Illegal immigrants hurt Oregon workers

Letter date: 
Friday, October 28, 2016
Letter publisher: 
OregonLive.com
Letter author: 
Richard F. LaMountain
Letter body: 


Do illegal immigrants benefit Oregon's economy? Oregon House Speaker Tina Kotek and Sen. Michael Dembrow believe so.

Both Portland Democrats recently called for federal action to legalize the presence of many so-called "undocumented" workers. To make their case, Kotek and Dembrow leaned heavily on a study titled "The Contributions of New Americans in Oregon," published recently by the Michael Bloomberg-founded Partnership for a New American Economy.

The study, however, is riddled with omissions and misrepresentations that mask illegal immigrants' harm to Oregonians — particularly the most economically vulnerable among them. One of the study's most dubious claims: Oregon's illegal immigrants "are not displacing the U.S.-born, but rather taking jobs few Americans are interested in pursuing."

The study places the number of illegal immigrants in Oregon at about 114,000. (The immigration control advocacy group, Federation for American Immigration Reform, however, puts the number at 170,000.) Eighty-five percent of them, says the Partnership for a New American Economy, are "in the prime of their working years, or ranging in age from 25 to 64." The great majority of illegal immigrants are also poorly-educated: "It is currently estimated that 57 percent of the adult illegal-immigrant population (has) not completed high school," Vernon M. Briggs Jr., professor emeritus at Cornell University, wrote recently.

What does that mean for the job prospects of Oregon's lower-skilled U.S. citizens? The law of supply and demand is simple: A huge influx of lower-skilled illegal immigrants will create an oversupply of labor in industries that rely heavily on manual workers. That oversupply will intensify competition between illegal immigrants and lower-skilled American workers. And it will depress wages to the point where many American workers can't afford to take them — but illegal immigrants will.

Illegal immigrants comprise some 5 percent of the U.S. labor force.
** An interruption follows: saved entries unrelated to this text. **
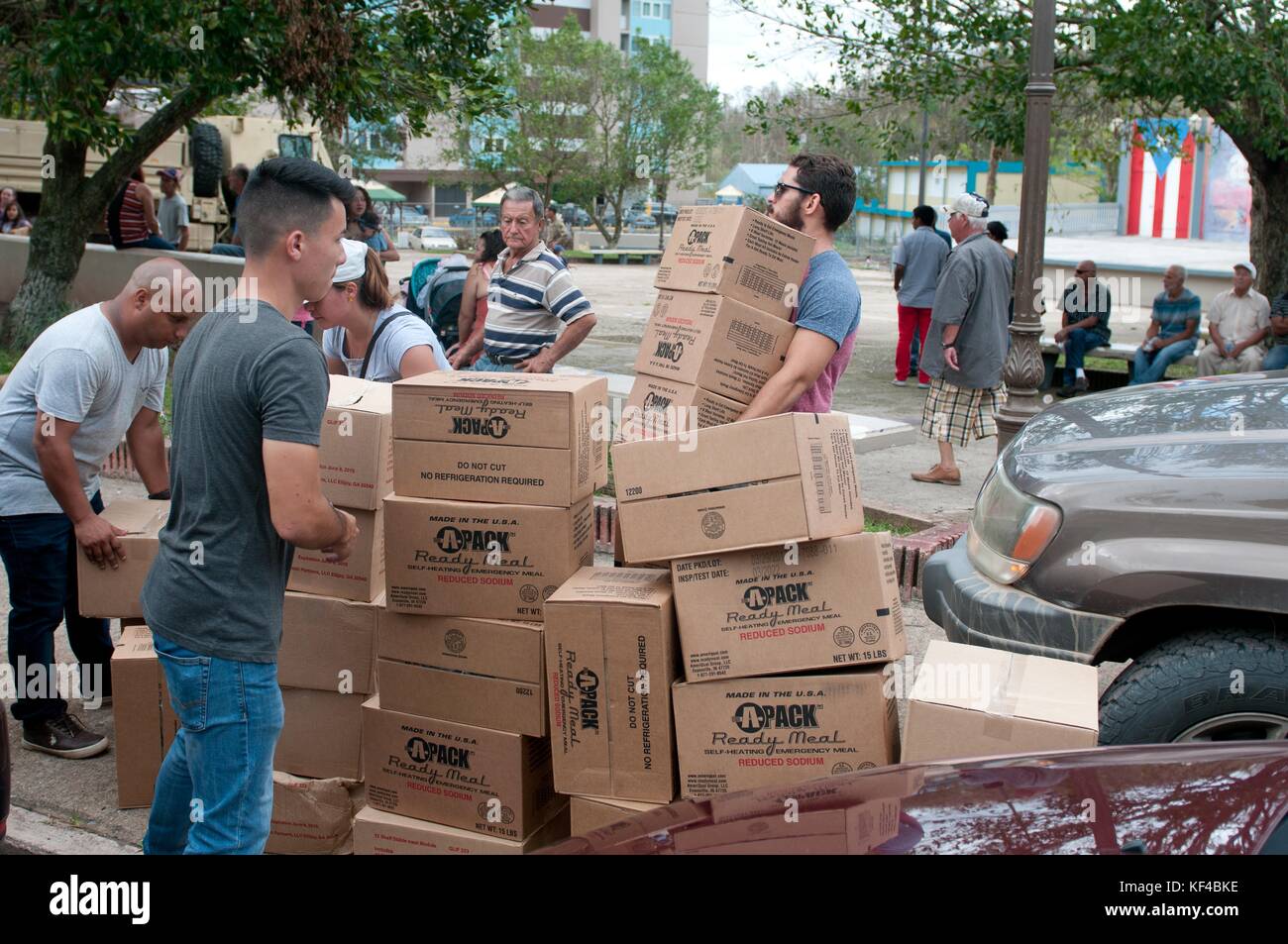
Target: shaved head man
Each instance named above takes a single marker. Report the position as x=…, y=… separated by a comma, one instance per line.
x=88, y=381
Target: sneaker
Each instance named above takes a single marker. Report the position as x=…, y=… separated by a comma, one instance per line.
x=939, y=475
x=63, y=737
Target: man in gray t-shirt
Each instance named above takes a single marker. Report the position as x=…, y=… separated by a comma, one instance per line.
x=967, y=340
x=918, y=258
x=86, y=381
x=172, y=210
x=249, y=395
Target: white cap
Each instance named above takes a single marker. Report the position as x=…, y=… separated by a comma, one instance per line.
x=355, y=264
x=970, y=205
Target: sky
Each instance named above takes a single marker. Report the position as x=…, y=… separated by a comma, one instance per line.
x=733, y=33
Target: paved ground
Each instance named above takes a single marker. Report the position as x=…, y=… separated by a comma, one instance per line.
x=80, y=796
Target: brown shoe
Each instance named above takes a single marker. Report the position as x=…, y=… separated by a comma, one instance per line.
x=939, y=475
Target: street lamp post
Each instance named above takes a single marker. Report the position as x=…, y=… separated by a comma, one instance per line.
x=1022, y=371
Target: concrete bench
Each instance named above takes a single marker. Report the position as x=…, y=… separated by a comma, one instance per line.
x=1103, y=380
x=625, y=256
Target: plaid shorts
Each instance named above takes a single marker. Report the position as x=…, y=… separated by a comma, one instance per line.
x=957, y=415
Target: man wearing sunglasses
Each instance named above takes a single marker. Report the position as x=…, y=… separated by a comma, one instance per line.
x=967, y=340
x=814, y=196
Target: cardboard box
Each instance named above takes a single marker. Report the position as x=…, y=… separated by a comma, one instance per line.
x=321, y=736
x=438, y=556
x=612, y=656
x=713, y=343
x=550, y=411
x=361, y=577
x=329, y=644
x=854, y=831
x=386, y=833
x=475, y=778
x=661, y=407
x=483, y=673
x=974, y=702
x=312, y=816
x=469, y=472
x=356, y=455
x=750, y=613
x=143, y=719
x=746, y=733
x=738, y=253
x=116, y=592
x=591, y=813
x=761, y=481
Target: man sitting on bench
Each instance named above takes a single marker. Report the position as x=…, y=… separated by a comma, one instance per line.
x=1172, y=327
x=1085, y=325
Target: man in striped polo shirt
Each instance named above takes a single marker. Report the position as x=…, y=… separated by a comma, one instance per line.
x=529, y=295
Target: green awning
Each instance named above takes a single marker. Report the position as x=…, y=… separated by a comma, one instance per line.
x=381, y=193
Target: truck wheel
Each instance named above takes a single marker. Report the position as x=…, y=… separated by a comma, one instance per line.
x=207, y=159
x=1211, y=685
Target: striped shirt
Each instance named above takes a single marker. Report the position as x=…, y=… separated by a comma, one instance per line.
x=526, y=305
x=1172, y=313
x=132, y=220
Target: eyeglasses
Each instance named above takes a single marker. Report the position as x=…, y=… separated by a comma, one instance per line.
x=781, y=188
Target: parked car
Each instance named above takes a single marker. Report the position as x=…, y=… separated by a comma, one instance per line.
x=1144, y=524
x=433, y=239
x=653, y=209
x=1234, y=801
x=575, y=215
x=477, y=218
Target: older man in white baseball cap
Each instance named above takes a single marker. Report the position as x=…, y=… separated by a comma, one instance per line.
x=1237, y=323
x=966, y=346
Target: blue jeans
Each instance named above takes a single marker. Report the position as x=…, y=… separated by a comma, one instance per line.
x=1276, y=359
x=485, y=364
x=39, y=556
x=1150, y=366
x=154, y=241
x=1076, y=346
x=214, y=792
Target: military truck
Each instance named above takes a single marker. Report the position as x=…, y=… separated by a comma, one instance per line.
x=206, y=154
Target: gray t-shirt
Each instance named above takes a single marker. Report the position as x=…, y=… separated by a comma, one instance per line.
x=217, y=584
x=921, y=254
x=974, y=290
x=394, y=342
x=171, y=214
x=75, y=371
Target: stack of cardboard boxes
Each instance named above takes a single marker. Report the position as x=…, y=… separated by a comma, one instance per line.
x=327, y=664
x=490, y=511
x=720, y=326
x=143, y=721
x=612, y=655
x=786, y=608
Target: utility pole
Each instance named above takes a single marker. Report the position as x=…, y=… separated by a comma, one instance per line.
x=1022, y=371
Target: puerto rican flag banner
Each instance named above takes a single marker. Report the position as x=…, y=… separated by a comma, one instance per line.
x=1160, y=191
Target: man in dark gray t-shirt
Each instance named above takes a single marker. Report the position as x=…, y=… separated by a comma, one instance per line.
x=249, y=395
x=241, y=377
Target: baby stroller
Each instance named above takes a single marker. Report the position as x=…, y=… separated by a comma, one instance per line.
x=434, y=291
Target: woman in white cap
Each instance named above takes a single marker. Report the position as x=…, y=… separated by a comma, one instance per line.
x=366, y=334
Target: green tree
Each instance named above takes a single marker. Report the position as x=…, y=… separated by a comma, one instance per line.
x=1147, y=58
x=681, y=116
x=333, y=59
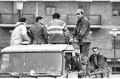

In Oregon in 2014, they "made up 13.3 percent of all employees in (the) accommodation and food-services industry, a sector that includes dishwashers, food-preparation workers, and short-order cooks," the Partnership for a New American Economy report says. "They also accounted for more than 1 in 10 workers employed in the administrative, support, and waste-management services sector, as well as 28.1 percent of workers in the agriculture industry."

Is this evidence that Americans shy from physically-arduous jobs? No. In Montana, South Dakota, Vermont and other lower-immigration states, crops still get harvested, lawns mowed and tables bussed — overwhelmingly by U.S. citizens. As per Americans and manual work, "the only catch is that they want to make enough money to actually be able to support their families," writes David Seminara of the Center for Immigration Studies. "When companies offer attractive wages and benefits, they generally have little trouble finding American workers to do jobs in ... fields like garbage collection, custodial work and dishwashing."

But when illegal immigrants overinflate the labor supply, take jobs, and drive down wages and benefits, they contribute to environments like in Oregon. Here, some 220,000 people — most of them American — are officially unemployed, "marginally attached to the labor force" or part-time workers wanting full-time work, according to the state Employment Department.

Clearly, a plethora of cheap illegal labor harms Oregon's lowest-skilled U.S. citizens. Rather than champion illegal immigrants, Kotek and Dembrow should introduce bills in the 2017 legislative session mandating that state employers use the federal E-Verify system to vet new hires for proof of legal U.S. presence. This would help shrink Oregon's illegal-immigrant population and, in doing so, re-employ jobless Americans — the people to whom elected state officials are responsible.

Richard F. LaMountain, a Cedar Mill resident, is vice president of Oregonians for Immigration Reform.